If we depend on the futures
we can use its FusedFuture
trait so we can check if a task is complete. Similarly we can define our own sub-trait of FusedFuture
which stores a wake status too.
pub trait FusedFutureWithWakeStatus: FusedFuture {
fn status(&self) -> WakeStatus;
fn set_status(self: Pin<&mut Self>, status: WakeStatus);
}
WakeStatus
is just a two-state enum:
pub enum WakeStatus {
Woken,
Asleep,
}
set_status
needs to be callable when pinned so Pin
appears in the self type.

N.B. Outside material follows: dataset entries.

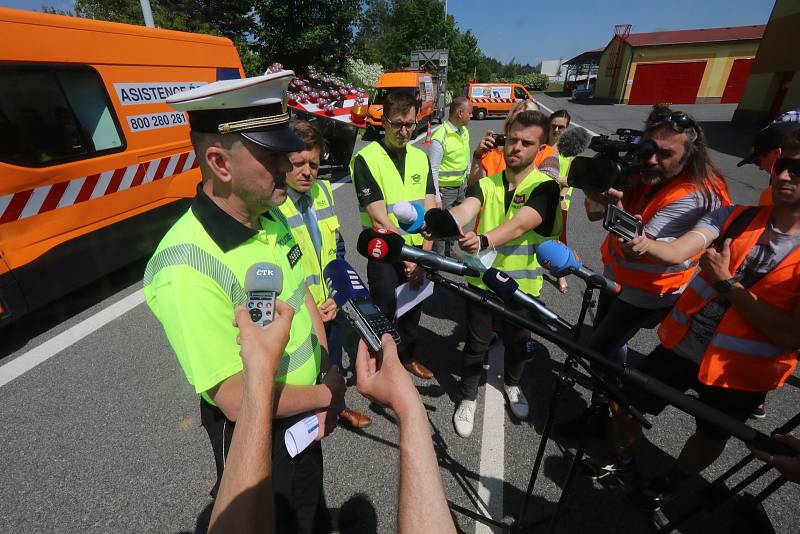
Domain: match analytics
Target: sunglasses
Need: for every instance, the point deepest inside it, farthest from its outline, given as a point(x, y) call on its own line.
point(397, 126)
point(679, 121)
point(787, 164)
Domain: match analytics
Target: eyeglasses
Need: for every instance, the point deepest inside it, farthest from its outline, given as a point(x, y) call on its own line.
point(787, 164)
point(397, 126)
point(679, 121)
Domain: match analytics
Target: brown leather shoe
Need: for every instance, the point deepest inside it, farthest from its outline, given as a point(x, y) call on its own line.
point(417, 369)
point(355, 419)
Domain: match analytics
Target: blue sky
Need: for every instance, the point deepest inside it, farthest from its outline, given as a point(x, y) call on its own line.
point(565, 28)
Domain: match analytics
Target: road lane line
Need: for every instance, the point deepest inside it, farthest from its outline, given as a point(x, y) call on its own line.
point(592, 133)
point(53, 346)
point(492, 466)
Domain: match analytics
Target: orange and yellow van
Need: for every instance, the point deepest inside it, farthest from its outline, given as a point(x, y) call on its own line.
point(494, 98)
point(95, 165)
point(418, 83)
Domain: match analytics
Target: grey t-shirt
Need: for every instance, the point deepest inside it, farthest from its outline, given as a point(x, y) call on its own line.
point(772, 247)
point(668, 224)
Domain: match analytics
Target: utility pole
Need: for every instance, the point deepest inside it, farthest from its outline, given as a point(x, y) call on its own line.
point(148, 13)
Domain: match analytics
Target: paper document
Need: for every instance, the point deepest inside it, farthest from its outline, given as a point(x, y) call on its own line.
point(407, 298)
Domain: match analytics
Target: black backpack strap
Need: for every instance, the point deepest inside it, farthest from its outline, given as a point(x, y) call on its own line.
point(737, 227)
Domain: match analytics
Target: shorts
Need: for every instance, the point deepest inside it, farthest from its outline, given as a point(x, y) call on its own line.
point(680, 373)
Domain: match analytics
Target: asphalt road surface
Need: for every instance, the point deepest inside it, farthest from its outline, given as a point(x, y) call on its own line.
point(102, 434)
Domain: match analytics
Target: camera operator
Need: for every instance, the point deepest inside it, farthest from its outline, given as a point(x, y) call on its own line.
point(676, 188)
point(732, 335)
point(518, 209)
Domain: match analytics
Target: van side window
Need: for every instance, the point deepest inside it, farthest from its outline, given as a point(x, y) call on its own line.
point(50, 115)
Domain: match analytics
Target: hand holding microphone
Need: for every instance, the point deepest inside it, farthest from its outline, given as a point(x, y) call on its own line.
point(561, 260)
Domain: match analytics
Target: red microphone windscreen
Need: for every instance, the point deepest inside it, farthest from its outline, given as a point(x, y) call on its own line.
point(380, 245)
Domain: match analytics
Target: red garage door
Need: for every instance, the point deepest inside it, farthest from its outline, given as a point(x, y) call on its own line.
point(736, 81)
point(674, 83)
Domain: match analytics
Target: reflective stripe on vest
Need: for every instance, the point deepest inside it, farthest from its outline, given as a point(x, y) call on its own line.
point(455, 154)
point(313, 265)
point(740, 356)
point(517, 257)
point(410, 188)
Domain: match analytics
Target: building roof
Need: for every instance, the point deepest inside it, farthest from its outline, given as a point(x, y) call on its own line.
point(584, 58)
point(707, 35)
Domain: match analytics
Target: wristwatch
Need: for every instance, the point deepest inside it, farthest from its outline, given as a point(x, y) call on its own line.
point(724, 286)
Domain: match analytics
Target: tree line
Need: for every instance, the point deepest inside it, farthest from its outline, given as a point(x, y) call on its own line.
point(322, 35)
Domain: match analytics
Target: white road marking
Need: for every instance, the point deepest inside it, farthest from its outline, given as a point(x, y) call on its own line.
point(492, 467)
point(51, 347)
point(592, 133)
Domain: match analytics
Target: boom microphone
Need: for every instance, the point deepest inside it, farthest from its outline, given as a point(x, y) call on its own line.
point(262, 283)
point(505, 287)
point(574, 141)
point(561, 260)
point(388, 247)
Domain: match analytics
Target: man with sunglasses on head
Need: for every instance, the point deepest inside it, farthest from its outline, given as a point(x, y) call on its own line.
point(678, 185)
point(732, 336)
point(384, 173)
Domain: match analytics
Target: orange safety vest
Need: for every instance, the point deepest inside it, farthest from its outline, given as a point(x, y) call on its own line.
point(493, 161)
point(739, 356)
point(644, 273)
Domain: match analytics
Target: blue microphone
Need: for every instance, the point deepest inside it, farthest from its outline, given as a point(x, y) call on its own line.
point(561, 260)
point(352, 297)
point(410, 216)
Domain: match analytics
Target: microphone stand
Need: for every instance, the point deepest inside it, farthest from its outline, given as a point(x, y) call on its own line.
point(574, 352)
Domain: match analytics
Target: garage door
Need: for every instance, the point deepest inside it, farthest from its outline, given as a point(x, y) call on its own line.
point(674, 83)
point(736, 81)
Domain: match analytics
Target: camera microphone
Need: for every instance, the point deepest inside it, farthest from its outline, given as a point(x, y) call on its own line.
point(384, 246)
point(561, 260)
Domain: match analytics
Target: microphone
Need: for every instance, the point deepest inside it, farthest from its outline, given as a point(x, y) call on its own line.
point(410, 216)
point(504, 286)
point(388, 247)
point(352, 297)
point(561, 260)
point(573, 142)
point(263, 283)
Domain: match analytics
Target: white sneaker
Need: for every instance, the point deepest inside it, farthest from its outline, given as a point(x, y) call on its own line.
point(464, 418)
point(516, 401)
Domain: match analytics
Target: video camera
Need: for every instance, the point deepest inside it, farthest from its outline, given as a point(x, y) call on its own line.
point(616, 159)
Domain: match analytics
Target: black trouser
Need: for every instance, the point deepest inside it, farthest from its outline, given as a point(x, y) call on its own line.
point(616, 322)
point(518, 343)
point(297, 482)
point(383, 279)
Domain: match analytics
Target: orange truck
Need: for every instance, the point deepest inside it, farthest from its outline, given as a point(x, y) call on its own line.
point(494, 98)
point(95, 165)
point(418, 83)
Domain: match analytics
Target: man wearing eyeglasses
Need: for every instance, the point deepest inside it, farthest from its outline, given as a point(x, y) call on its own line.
point(732, 335)
point(385, 172)
point(678, 185)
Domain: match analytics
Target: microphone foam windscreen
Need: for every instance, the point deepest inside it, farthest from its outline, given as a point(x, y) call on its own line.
point(574, 141)
point(380, 245)
point(556, 256)
point(264, 277)
point(500, 283)
point(441, 223)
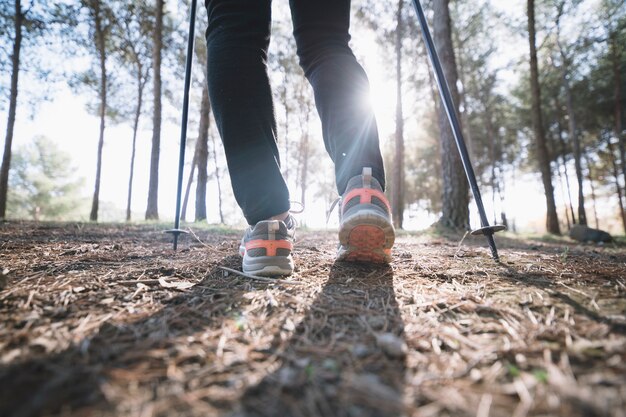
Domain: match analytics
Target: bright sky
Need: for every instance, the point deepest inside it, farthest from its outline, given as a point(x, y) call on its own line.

Since the status
method is immutable it’s not needed.
TaskManager
now becomes:
pub trait TaskManager {
type Marshall: Marshall;
type TaskIterator<'a>: Iterator<
Item = (
Pin<&'a mut dyn FusedFutureWithWakeStatus<Output = ()>>,
&'static Self::Marshall,
),
>
where
Self: 'a;
fn get_task(
&mut self,
i: usize,
) -> Option<(
Pin<&mut dyn FusedFutureWithWakeStatus<Output = ()>>,
&'static Self::Marshall,
)>;
fn sleep_task(&mut self, i: usize);
fn sleep_all(&mut self);
fn tasks<'a>(&'a mut self) -> Self::TaskIterator<'a>;
}
And Executor::run_to_completion
becomes:
pub fn run_to_completion(self) {
while self.tasks.tasks().any(|(task, _)| !task.is_terminated()) {
for (i, (mut task, marshall)) in
self.tasks.tasks().enumerate().filter(|(_, (task, _))| {
!task.is_terminated() && matches!(task.status(), WakeStatus::Woken)
})
{
let waker = marshall.waker();
let mut context: core::task::Context<'_> = core::task::Context::from_waker(&waker);
task.as_mut().set_status(WakeStatus::Asleep);
let _ = task.poll(&mut context);
}
}
}
Since we’re depending on FusedFuture
we can just discard the result of task.poll
as it’s implementation will update termination status for us if needed.
Conclusion
That’s it for the first part in this series. We’ve laid down the core ideas and formalised them into some traits. In the next part I’ll be implementing these traits to see how they work in practise.